After winning the first Chase race at New Hampshire and finishing second at Dover, Mark Martin holds a slim 10-point lead over his Hendrick Motorsports teammate Jimmie Johnson, as the Sprint Cup Series heads to Kansas.
Martin started the Chase in the top seed by virtue of his four victories during the regular season. He padded his lead to 35 points after New Hampshire, but Johnson reduced the deficit after he won at Dover.
With eight races remaining in the season, 189 points separate Martin from 12th-place Kasey Kahne.
"I still say that there's 12 in it, and 12 can win," Martin said. "It might be a challenge for a couple of the teams that are toward the back right now, but you just don't have any concept, I guess, of how much racing eight races is. It's a lot of racing. A lot of things can happen."
Martin began his first season with Hendrick this year with perhaps his biggest aspiration of winning a Sprint Cup Series championship. The 50-year-old driver has yet to win a series title, but has finished runner-up four times, most recently to champion Tony Stewart in 2002. He has one victory at Kansas, which came in 2005 when he drove for Roush Fenway Racing.
Johnson is the defending race winner at Kansas. Johnson held off Carl Edwards in a thrilling last-lap battle in last year's 400-mile race there.
"I think Carl and I showed last year that you can run all around the race track and put on a good show, and I think we'll put on a good show when we go back," Johnson said.
Edwards dove underneath Johnson to take the lead on the final lap, but Edwards then ran wide up the track and made slight contact with the wall, allowing Johnson to make the winning move.
"Last year was such an amazing race," Edwards said. "I thought we were going to get it. It was so close."

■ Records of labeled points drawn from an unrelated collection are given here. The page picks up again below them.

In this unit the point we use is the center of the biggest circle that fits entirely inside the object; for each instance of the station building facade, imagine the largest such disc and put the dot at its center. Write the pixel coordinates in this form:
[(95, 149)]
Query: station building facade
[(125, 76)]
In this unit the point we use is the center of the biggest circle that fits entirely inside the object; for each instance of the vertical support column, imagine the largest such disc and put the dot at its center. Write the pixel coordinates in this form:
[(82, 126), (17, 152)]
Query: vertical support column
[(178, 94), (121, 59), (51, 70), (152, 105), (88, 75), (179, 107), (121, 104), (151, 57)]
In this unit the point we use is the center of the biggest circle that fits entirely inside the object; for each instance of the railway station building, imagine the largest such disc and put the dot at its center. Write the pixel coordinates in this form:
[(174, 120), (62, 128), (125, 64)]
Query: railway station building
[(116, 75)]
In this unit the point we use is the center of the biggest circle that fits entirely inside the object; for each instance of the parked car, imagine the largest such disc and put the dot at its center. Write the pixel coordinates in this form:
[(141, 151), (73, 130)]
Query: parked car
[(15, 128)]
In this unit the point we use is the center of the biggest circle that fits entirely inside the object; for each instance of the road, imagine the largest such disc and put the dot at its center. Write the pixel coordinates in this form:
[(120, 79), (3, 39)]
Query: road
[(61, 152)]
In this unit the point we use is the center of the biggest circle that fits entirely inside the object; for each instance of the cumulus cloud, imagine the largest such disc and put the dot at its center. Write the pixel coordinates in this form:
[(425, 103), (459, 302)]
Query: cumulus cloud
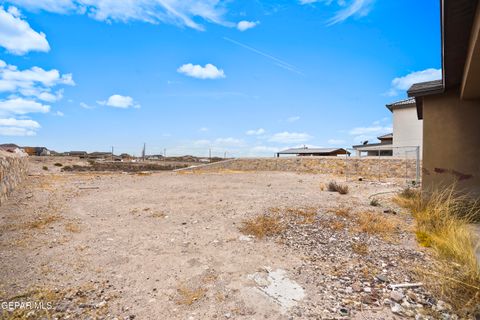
[(34, 82), (290, 137), (369, 133), (16, 131), (336, 141), (347, 8), (402, 84), (16, 35), (245, 25), (21, 106), (209, 71), (293, 119), (178, 12), (256, 132), (11, 122), (119, 101)]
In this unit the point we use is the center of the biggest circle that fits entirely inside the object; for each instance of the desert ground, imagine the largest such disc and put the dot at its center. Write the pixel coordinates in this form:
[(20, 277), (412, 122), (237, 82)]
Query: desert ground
[(173, 245)]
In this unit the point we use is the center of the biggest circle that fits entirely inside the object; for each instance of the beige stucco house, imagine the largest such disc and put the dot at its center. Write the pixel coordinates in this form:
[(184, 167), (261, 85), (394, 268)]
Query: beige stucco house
[(406, 139), (450, 107)]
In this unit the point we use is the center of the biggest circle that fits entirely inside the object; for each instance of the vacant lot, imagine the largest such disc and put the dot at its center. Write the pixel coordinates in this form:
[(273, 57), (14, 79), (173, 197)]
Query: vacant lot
[(182, 246)]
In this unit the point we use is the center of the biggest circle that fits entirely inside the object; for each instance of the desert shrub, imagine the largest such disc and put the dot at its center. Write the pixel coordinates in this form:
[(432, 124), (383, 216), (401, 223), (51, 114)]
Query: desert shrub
[(443, 221)]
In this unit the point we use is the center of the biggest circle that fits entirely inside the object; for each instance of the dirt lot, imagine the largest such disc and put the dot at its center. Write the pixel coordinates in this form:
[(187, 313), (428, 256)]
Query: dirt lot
[(168, 246)]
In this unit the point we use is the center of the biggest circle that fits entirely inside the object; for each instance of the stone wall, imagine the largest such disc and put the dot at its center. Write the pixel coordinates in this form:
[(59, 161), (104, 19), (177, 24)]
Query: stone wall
[(13, 169), (354, 167)]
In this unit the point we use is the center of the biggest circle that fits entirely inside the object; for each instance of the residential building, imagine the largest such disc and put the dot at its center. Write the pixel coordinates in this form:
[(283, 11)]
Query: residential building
[(310, 152), (450, 107), (406, 139)]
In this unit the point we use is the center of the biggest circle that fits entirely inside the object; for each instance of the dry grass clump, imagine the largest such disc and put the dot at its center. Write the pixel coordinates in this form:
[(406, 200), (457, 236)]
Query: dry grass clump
[(307, 214), (443, 221), (262, 226), (188, 296), (374, 223), (342, 212), (41, 222), (360, 248), (72, 227), (335, 187), (337, 225)]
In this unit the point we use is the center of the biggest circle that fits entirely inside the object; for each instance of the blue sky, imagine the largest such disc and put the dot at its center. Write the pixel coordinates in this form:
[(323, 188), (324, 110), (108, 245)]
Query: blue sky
[(244, 77)]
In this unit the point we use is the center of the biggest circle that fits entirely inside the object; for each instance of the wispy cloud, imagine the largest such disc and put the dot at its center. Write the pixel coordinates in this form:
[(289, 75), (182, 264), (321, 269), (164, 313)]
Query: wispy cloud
[(278, 62), (349, 8), (177, 12), (401, 84)]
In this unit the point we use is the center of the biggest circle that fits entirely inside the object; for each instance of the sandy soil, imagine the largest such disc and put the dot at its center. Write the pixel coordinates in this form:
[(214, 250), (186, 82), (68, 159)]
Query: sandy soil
[(163, 245)]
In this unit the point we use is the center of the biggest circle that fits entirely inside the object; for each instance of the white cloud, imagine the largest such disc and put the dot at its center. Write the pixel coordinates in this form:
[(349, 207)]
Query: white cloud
[(293, 119), (11, 122), (336, 141), (119, 101), (349, 8), (34, 82), (290, 137), (16, 131), (257, 132), (17, 36), (22, 106), (245, 25), (209, 71), (178, 12), (86, 106), (404, 83), (370, 130)]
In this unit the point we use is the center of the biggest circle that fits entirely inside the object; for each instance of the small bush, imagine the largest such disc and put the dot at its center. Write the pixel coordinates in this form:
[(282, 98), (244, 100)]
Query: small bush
[(443, 221), (262, 226), (335, 187)]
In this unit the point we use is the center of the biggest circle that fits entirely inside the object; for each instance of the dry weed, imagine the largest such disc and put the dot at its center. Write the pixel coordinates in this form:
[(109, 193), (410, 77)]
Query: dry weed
[(443, 221), (189, 296), (72, 227)]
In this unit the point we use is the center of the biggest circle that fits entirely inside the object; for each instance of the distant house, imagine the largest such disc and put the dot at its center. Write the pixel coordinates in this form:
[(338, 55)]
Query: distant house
[(37, 151), (80, 154), (311, 152), (450, 107), (405, 138)]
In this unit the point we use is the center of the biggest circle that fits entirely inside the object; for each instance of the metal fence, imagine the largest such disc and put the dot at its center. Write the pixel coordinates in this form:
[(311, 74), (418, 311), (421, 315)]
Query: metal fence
[(379, 165)]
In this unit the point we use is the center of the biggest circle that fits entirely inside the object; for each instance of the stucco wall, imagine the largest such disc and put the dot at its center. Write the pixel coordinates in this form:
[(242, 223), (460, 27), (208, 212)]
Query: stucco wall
[(451, 149), (13, 169), (353, 167), (407, 130)]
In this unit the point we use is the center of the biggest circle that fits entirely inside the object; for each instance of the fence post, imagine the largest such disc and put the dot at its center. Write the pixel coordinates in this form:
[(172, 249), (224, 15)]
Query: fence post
[(417, 178)]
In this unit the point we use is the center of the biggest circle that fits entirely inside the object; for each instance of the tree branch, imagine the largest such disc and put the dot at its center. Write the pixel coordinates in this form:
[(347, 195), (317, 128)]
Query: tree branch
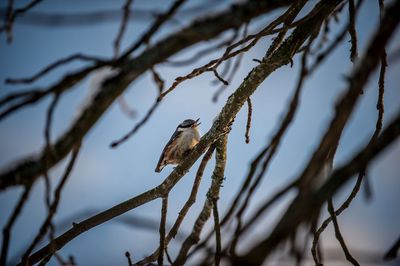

Edwards led the series with nine victories in 2008, but has yet to win so far this year. The Columbia, MO native is hoping his winless streak will come to an end this weekend at his home track.
"If I can win at Kansas, that would be the biggest win on the schedule for me," said Edwards, who is currently 11th in points (-153).
Edwards won a Truck Series race at Kansas in 2004.
Juan Pablo Montoya continues to be a strong championship contender. Montoya, in his first Chase, finished third at New Hampshire and fourth at Dover. He trails Martin by 65 points. The Earnhardt-Ganassi Racing driver has finished 20th and 28th in his first two races at Kansas.
Kurt Busch, the inaugural Chase champion in 2004, moved up one spot to fourth in points (-75) after finishing fifth at Dover. If Busch intends to stay close in the points battle, he'll need to improve his track record at Kansas, where he has posted only one top-10 finish in the last seven races there.
Tony Stewart ended the regular season as the points leader. But finishes of ninth and 14th in the last two races have put Stewart 106 points behind. He won at Kansas in 2006, but has finished 39th and 40th in the last two races there.
Jeff Gordon, currently eighth in points (-122), is the only driver with multiple victories at Kansas. Gordon won the inaugural race there in 2001, the same year he captured his fourth series title. He won at Kansas again the following year.
"We haven't had the best start especially compared to our [Hendrick] teammates," Gordon said. "But this last week in Dover was certainly a good performance. We didn't get the finish we were hoping for, but I feel in Kansas, we are very capable of getting that win that we need to really move ourselves up to where we need to be to battle for this championship."
Gordon has one victory so far this season, which came in April at Texas, a track equal in size to Kansas (1.5 miles).
Forty-five teams are on the preliminary entry list for the Price Chopper 400.